Reclaiming a locked mutex

Robert_Muil · December 8, 2004, 12:37am

Hello,

Is there any way of releasing/reclaiming a mutex that has been locked by an
aborted thread?

pthread_mutex_unlock () will not work outside the locking thread.
pthread_mutex_destroy () will not destroy a locked mutex. pthread_mutex_init
() will not reinitialise an mutex that has not been destroyed.

Therefore, it seems to me that if a thread uses a mutex (which is very
common), it must never be aborted, or the mutex is forever locked. This
seems silly.

Robert.

Igor_Kovalenko2 · December 8, 2004, 8:18am

SyncMutexEvent() and SyncMutexRevive() kernel calls can do it.
But it will be ugly since they need object of type sync_t, rather than
pthread_mutex_t. Gotta peek into the headers and it won’t be portable (may
not even be compatible between QNX versions).

– igor

“Robert Muil” <r.muil@crcmining.com.au> wrote in message
news:cp5hsl$afd$1@inn.qnx.com…

Hello,

Is there any way of releasing/reclaiming a mutex that has been locked by
an
aborted thread?

pthread_mutex_unlock () will not work outside the locking thread.
pthread_mutex_destroy () will not destroy a locked mutex.
pthread_mutex_init
() will not reinitialise an mutex that has not been destroyed.

Therefore, it seems to me that if a thread uses a mutex (which is very
common), it must never be aborted, or the mutex is forever locked. This
seems silly.

Robert.

Peter_Weber1 · December 8, 2004, 12:33pm

May you have a chance to use pthread_cleanup_push/pop() to leave the mutex
in a defined state in case the thread gets killed. May a cleaner solution
cheers,
Peter

“Robert Muil” <r.muil@crcmining.com.au> schrieb im Newsbeitrag
news:cp5hsl$afd$1@inn.qnx.com…

Hello,

Is there any way of releasing/reclaiming a mutex that has been locked by
an
aborted thread?

pthread_mutex_unlock () will not work outside the locking thread.
pthread_mutex_destroy () will not destroy a locked mutex.
pthread_mutex_init
() will not reinitialise an mutex that has not been destroyed.

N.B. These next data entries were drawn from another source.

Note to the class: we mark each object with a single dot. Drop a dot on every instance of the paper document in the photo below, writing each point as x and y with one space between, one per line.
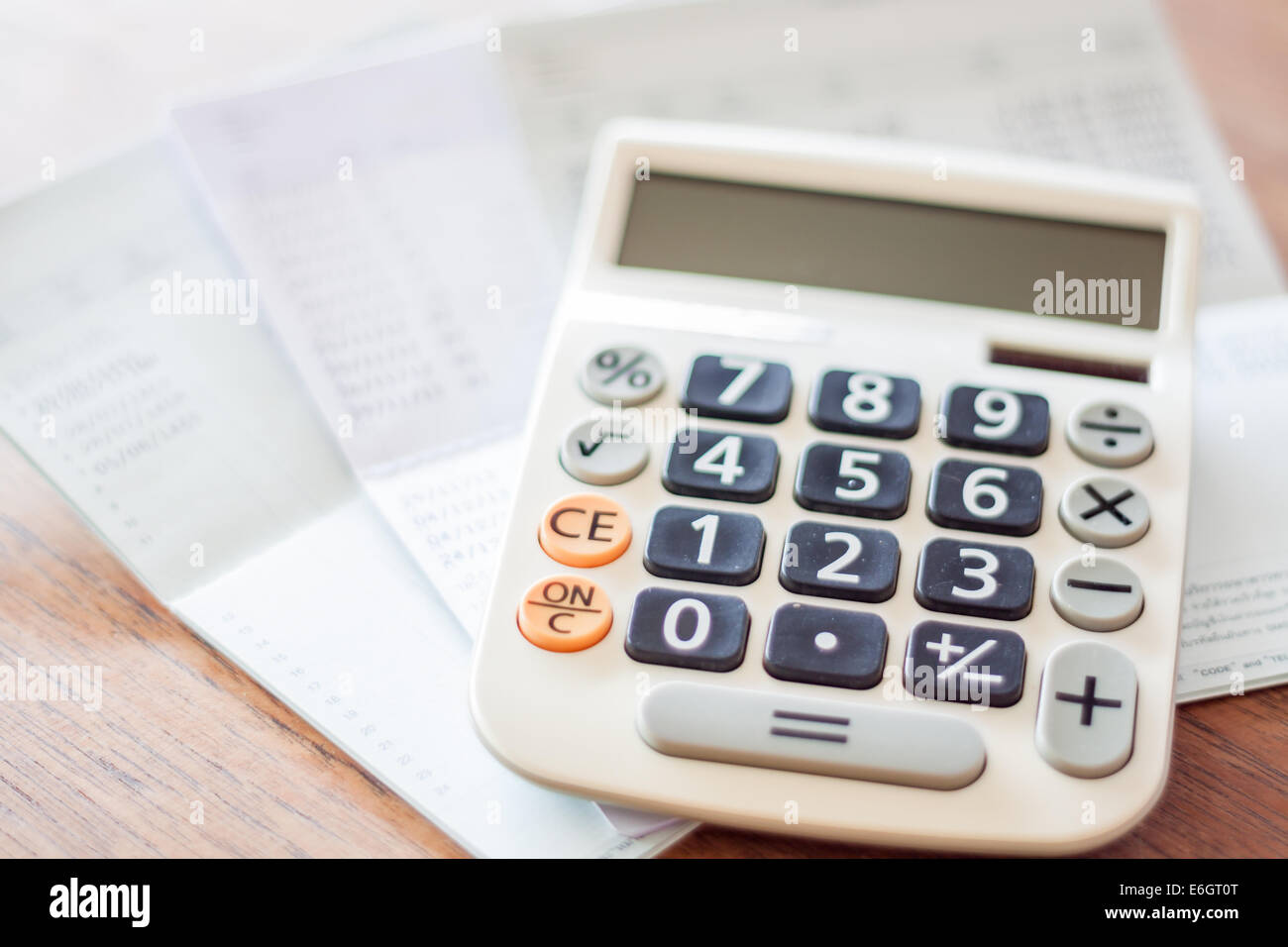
185 441
1234 622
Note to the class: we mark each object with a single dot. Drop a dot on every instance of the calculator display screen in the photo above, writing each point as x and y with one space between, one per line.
1029 264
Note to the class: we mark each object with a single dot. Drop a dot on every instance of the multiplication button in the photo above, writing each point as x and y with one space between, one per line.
593 453
1098 594
1106 512
622 373
1109 433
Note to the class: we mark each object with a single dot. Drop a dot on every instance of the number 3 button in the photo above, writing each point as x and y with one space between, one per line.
993 419
975 579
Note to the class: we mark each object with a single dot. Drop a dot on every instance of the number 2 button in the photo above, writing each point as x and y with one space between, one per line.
862 402
739 389
840 562
721 467
993 419
975 579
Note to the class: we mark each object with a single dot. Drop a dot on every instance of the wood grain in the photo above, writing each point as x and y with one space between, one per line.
180 725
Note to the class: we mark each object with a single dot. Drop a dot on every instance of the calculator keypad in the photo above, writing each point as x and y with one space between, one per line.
965 665
996 419
738 389
825 646
721 467
986 497
868 403
704 545
844 562
688 629
978 579
854 482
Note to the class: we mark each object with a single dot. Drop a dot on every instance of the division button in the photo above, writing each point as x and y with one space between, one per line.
807 735
566 613
1104 510
593 453
622 373
1109 433
833 647
1087 710
585 530
1102 596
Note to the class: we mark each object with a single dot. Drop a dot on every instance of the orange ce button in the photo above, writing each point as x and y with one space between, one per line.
585 530
565 613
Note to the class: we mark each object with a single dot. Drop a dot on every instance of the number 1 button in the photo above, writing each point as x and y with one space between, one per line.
995 419
739 389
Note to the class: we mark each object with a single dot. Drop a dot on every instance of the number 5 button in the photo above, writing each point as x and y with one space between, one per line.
862 402
840 562
975 579
986 497
995 419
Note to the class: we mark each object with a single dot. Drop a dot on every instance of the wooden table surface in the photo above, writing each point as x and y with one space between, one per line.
181 725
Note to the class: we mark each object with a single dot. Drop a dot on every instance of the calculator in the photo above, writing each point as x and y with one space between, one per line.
854 493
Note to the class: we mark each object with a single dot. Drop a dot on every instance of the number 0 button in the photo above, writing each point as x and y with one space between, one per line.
739 389
995 419
975 579
585 530
686 629
840 562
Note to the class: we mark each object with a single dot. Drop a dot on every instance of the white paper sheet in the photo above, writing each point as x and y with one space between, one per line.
1234 621
185 441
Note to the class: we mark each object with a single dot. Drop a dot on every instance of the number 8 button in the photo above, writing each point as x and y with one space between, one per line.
995 419
862 402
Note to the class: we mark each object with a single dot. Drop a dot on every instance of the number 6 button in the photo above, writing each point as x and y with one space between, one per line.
986 497
995 419
840 562
975 579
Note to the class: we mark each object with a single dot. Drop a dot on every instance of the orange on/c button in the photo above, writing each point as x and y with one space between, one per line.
566 613
585 530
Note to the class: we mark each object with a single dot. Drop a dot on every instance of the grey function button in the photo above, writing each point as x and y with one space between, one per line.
1109 433
1104 595
593 453
809 735
1104 510
622 373
1087 710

Therefore, it seems to me that if a thread uses a mutex (which is very
common), it must never be aborted, or the mutex is forever locked. This
seems silly.

Robert.

Kevin_N1 · December 8, 2004, 2:28pm

I’ve successfully used SyncMutexEvent() & SyncMutexRevive() to recover locked
mutexes. You can use them directly on objects of type pthread_mutex_t. Just
don’t forget to unlock the mutex after reviving it.

From /usr/include/pthread.h:

typedef sync_t pthread_mutex_t;

K.

Igor Kovalenko wrote:

SyncMutexEvent() and SyncMutexRevive() kernel calls can do it.
But it will be ugly since they need object of type sync_t, rather than
pthread_mutex_t. Gotta peek into the headers and it won’t be portable (may
not even be compatible between QNX versions).

– igor

“Robert Muil” <> r.muil@crcmining.com.au> > wrote in message
news:cp5hsl$afd$> 1@inn.qnx.com> …

Hello,

Is there any way of releasing/reclaiming a mutex that has been locked by

an

aborted thread?

pthread_mutex_unlock () will not work outside the locking thread.
pthread_mutex_destroy () will not destroy a locked mutex.

pthread_mutex_init

() will not reinitialise an mutex that has not been destroyed.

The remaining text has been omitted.